El “baño lingüístico” no le alcanza a esa niña que inicia su primera incursión educativa en la escuela Jacques Decour. “Quiero hundirme en esa lengua para siempre, quiero estar adentro. Comprender cada sonido, del primero al último. Que las vocales de detrás de la nariz me revelen de una vez todos sus secretos..., que vengan alojarse en mí en un lugar nuevo, un rincón que no conozco aún pero que me descubrirá el itinerario que siguen, el mismo itinerario que recorren en todos los que la pronuncian sin tener, a diferencia de mí, necesidad de pensarlo tanto”, se lee en El azul de las abejas, escrita en francés –publicada en Gallimard, como todas sus novelas– y traducida por Leopoldo Brizuela. “Hasta que un día pensé en francés. Sin darme cuenta, y sin quererlo. Pensé y hablé en francés al mismo tiempo (...). De pronto me escuché preguntarle a mamá desde mi cama: Tu m’as laissé les clés? (¿Me dejaste las llaves?)”, evoca la protagonista.

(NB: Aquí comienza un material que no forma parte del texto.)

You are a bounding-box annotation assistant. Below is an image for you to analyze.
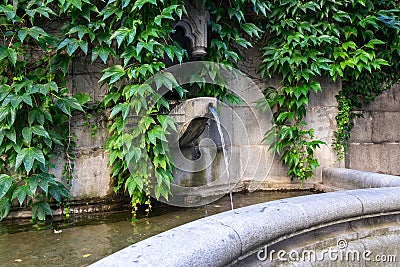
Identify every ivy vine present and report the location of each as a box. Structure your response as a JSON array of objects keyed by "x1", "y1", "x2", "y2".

–La narradora está obsesionada con pensar en francés. ¿Esa escena fue tan epifánica como se la describe en el libro?
–Sí, esa escena corresponde a un recuerdo particular con las llaves del departamento. Algo se resiste, te deja afuera y un día la puerta se abre sola y estás del otro lado sin saber muy bien por qué (risas).
–¿Nunca intentó escribir en castellano?
–No, no lo intenté y creo que El azul de las abejas lo explica. Mi experiencia argentina está marcada por el silencio, por el miedo a hablar, por la autocensura constante. Cuando se publicó La casa de los conejos recibí muchos mails de hombres y mujeres de mi generación que habían sido chicos en la década del ’70, hijos de militantes de Montoneros que vivieron en la clandestinidad y en situaciones parecidas. Me decían que encontraban en el libro cosas que habían vivido pero que no lograban formular aún; vivir y ocultar situaciones que no existen para afuera era tan normal para muchos de nosotros que es muy difícil salir de ese condicionamiento. Hay algo que está confundido con una especie de pacto de silencio que el francés me ayudó a comprender. Hace mucho que vivo en Francia y escribo naturalmente en francés, no es algo forzado. El idioma francés me permitió explorar mi origen, mi pasado argentino. En castellano puedo escribir artículos y conferencias, pero mi escritura personal es en francés. No excluyo escribir en castellano algún día. Mi lengua literaria es el francés, pero con el francés vuelvo a remover la lengua madre y lo que llamo “el paisaje de origen”, las emociones infantiles. En los primeros años hay una huella que determina la sensibilidad posterior y que siempre se revela en la escritura. Ese paisaje de origen que exploro en La casa de los conejos y El azul de las abejas es argentino y tiene que ver con la clandestinidad y el silencio. Vuelvo a todo eso incluso en Jardín blanco, un libro diferente en el que finalmente están presentes estas obsesiones. El nudo siempre es el mismo.